Toutefois, si vous êtes assez important, le gouvernement vous vient en aide en cas d’échec.
Si ce gouvernement ne commence pas par U est ne se termine pas par A, l’impression de monnaie et les aides avec un trou sans fond se paie chère : l’inflation galope, l’économie s’effondre et le chaos s’installe.
Rien de mieux donc que d’être une entreprise trop importante dans un pays trop important : une banque américaine.
En début d’année, les clients de quelques banques ont bénéficié du support de l’oncle Sam et ont récupéré l’essentiel de leurs dépôts auprès de banques qui n’étaient toutefois pas assez importantes pour être sauvées.

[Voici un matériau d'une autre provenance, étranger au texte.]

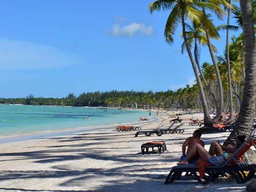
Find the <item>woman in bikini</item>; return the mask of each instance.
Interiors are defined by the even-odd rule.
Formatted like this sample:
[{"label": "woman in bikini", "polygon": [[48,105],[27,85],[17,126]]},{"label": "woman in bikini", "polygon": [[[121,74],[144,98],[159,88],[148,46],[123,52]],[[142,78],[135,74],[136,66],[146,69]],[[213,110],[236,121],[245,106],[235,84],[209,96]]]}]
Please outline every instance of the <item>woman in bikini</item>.
[{"label": "woman in bikini", "polygon": [[[187,154],[187,157],[185,160],[178,164],[178,165],[188,164],[188,161],[198,153],[200,158],[209,162],[213,166],[222,165],[225,163],[226,160],[236,151],[245,140],[245,135],[237,136],[236,141],[236,144],[234,147],[224,146],[215,141],[211,143],[209,152],[208,152],[201,145],[196,143],[190,149],[189,152]],[[224,154],[225,153],[227,154]]]}]

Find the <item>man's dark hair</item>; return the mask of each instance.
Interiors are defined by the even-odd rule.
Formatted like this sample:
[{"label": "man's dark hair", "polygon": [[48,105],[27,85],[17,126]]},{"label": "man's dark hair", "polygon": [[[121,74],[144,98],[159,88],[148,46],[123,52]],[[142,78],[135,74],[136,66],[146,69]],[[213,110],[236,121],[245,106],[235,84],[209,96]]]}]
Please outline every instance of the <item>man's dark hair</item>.
[{"label": "man's dark hair", "polygon": [[242,143],[244,142],[244,141],[245,141],[245,138],[246,138],[246,136],[245,135],[237,135],[237,138]]},{"label": "man's dark hair", "polygon": [[202,132],[201,130],[197,129],[194,132],[193,134],[195,136],[200,138],[201,137],[201,135],[202,135]]}]

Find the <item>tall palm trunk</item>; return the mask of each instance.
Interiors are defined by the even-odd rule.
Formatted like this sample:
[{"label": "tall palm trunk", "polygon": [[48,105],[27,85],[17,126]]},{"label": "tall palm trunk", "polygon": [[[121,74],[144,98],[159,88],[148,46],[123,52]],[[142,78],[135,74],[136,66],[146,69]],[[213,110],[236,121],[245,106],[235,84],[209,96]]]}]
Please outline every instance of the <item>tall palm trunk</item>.
[{"label": "tall palm trunk", "polygon": [[199,71],[199,73],[200,73],[200,75],[202,78],[202,79],[203,79],[203,81],[204,81],[204,85],[205,85],[206,88],[208,90],[209,92],[211,94],[211,97],[213,98],[213,102],[214,102],[214,104],[216,106],[216,107],[218,108],[218,100],[217,99],[217,97],[216,95],[215,95],[215,93],[213,92],[213,91],[212,90],[211,86],[211,85],[208,84],[204,78],[204,75],[201,70],[201,67],[200,66],[200,64],[199,64],[199,61],[198,60],[198,48],[197,48],[197,40],[196,38],[195,38],[194,39],[194,60],[196,62],[196,63],[197,64],[197,68],[198,68],[198,71]]},{"label": "tall palm trunk", "polygon": [[256,47],[250,0],[240,0],[245,51],[245,78],[239,116],[234,130],[225,144],[234,143],[238,135],[248,135],[251,131],[255,112]]},{"label": "tall palm trunk", "polygon": [[209,113],[209,110],[207,107],[207,104],[206,101],[206,98],[205,97],[205,95],[204,94],[204,88],[203,88],[202,82],[201,82],[199,75],[198,75],[198,73],[197,73],[196,64],[190,50],[190,47],[188,43],[188,42],[187,41],[187,36],[186,36],[185,19],[184,18],[184,13],[183,13],[182,15],[182,31],[183,34],[183,38],[184,39],[184,42],[185,42],[186,47],[187,48],[187,52],[188,56],[190,57],[190,59],[191,64],[192,64],[193,70],[194,70],[196,78],[197,78],[197,84],[198,85],[198,86],[199,87],[199,90],[200,90],[201,100],[202,101],[202,104],[203,105],[203,109],[204,110],[204,125],[205,126],[211,126],[213,124],[213,122],[211,119],[210,114]]},{"label": "tall palm trunk", "polygon": [[228,96],[229,97],[229,112],[230,113],[230,118],[233,119],[234,118],[234,112],[233,111],[233,102],[232,96],[232,88],[231,84],[231,72],[230,71],[230,62],[229,58],[229,49],[228,47],[228,39],[229,38],[229,20],[230,17],[230,9],[228,8],[228,22],[227,24],[227,37],[226,39],[226,57],[227,64],[228,65]]},{"label": "tall palm trunk", "polygon": [[223,110],[223,88],[222,86],[222,82],[221,81],[221,78],[220,77],[220,70],[218,66],[217,62],[215,59],[214,57],[214,54],[213,54],[213,50],[211,46],[211,38],[209,36],[209,33],[207,29],[205,30],[206,36],[207,39],[207,44],[208,45],[208,48],[209,49],[209,51],[210,52],[210,55],[211,58],[211,60],[214,66],[214,70],[216,73],[216,76],[217,76],[217,79],[218,81],[218,88],[219,92],[219,105],[217,109],[217,115],[216,115],[216,118],[218,118],[220,115],[221,115],[221,113]]}]

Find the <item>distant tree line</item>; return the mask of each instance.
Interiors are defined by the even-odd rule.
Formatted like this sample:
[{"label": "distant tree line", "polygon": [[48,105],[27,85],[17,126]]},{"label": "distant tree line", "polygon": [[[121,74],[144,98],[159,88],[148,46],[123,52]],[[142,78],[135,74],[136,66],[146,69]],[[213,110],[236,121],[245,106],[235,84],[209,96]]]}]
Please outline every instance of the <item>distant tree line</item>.
[{"label": "distant tree line", "polygon": [[0,103],[38,105],[103,106],[141,109],[187,109],[201,108],[198,86],[189,85],[176,91],[144,92],[112,90],[83,92],[76,97],[73,93],[66,97],[35,97],[31,94],[26,98],[0,98]]}]

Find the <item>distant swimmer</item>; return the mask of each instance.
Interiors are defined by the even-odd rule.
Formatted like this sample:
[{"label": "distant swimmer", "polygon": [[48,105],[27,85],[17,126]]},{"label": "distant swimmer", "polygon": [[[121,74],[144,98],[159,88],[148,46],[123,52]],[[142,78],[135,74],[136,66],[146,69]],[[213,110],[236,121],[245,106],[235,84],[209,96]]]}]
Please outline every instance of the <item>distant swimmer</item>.
[{"label": "distant swimmer", "polygon": [[90,119],[91,117],[90,116],[88,116],[87,117],[83,117],[83,119]]}]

Certaines d’entre elles ont été reprises par d’autres banques, qui, elles, sont considérées comme Too Big to Fail.
Si la situation s’est calmée, les banques continuent de faire la une de la presse internationale, du moins chez les lecteurs du Financial Times, où le DJ-CEO de Goldman Sachs rivalise avec le Hamas et un analyste de Citibank qui a payé un sandwich à sa copine attire autant l’attention que le terroriste de Bruxelles.
Si les entreprises sont en général avides de gonfler leur résultat grâce à des réévaluations discutables, lorsque les chiffres vont dans l’autre sens, on ne préfère pas se presser de réévaluer les actifs à la baisse. Et on préfère attirer l’attention sur le sandwich.
Ces mêmes banques auraient les moyens de payer deux sandwichs, en tout cas si l’on se fie à leurs résultats.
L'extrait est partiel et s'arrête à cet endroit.